Downtown Revitalization Program Included In State Budget

by | Apr 12, 2016 | Uncategorized

City stakeholders may be one step ahead of their competition when it comes to acquiring $10 million for downtown revitalization. It was announced earlier this week that one of Gov. Andrew Cuomo’s 2016 signature proposals to invest $100 million in 10 communities was included in the state budget.

The initiative is to assist communities with transformative housing, economic development, transportation and community projects to attract and retain residents, visitors and businesses. The governor’s $100 million Downtown Revitalization Initiative will allocate $10 million toward one city or town in each of the 10 Regional Economic Development Councils.
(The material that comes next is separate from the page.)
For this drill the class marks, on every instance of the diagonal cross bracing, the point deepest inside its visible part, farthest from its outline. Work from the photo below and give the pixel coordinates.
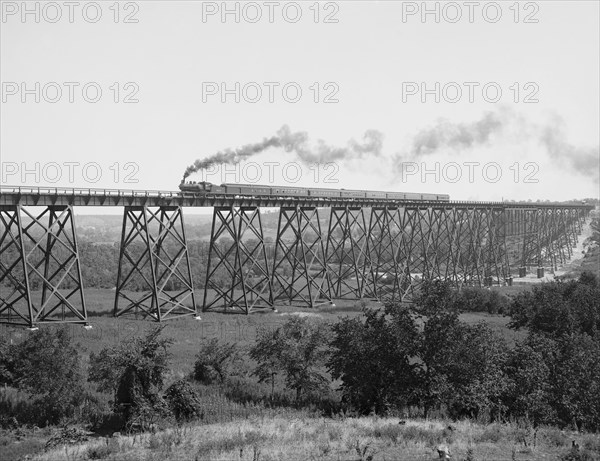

”A thriving downtown can provide a tremendous boost to the local economy,” Cuomo said in a news release Thursday. ”This initiative will transform selected downtown neighborhoods into vibrant places for people to live, work and raise a family – which will also help attract new investments and businesses for years to come. The regional councils have been key to generating new opportunities for local economies and I am excited to have them spearhead this new effort to build on that progress from the ground up.”

Greg Lindquist, Jamestown Renaissance Corporation executive director, said several community stakeholders have been working on this initiative since it was first announced as a proposal at the beginning of the year. Lindquist said the JRC has been working with city, county, Chamber of Commerce, Visitors Bureau and representatives from local attractions on potential projects in downtown Jamestown that could win the Western New York competition.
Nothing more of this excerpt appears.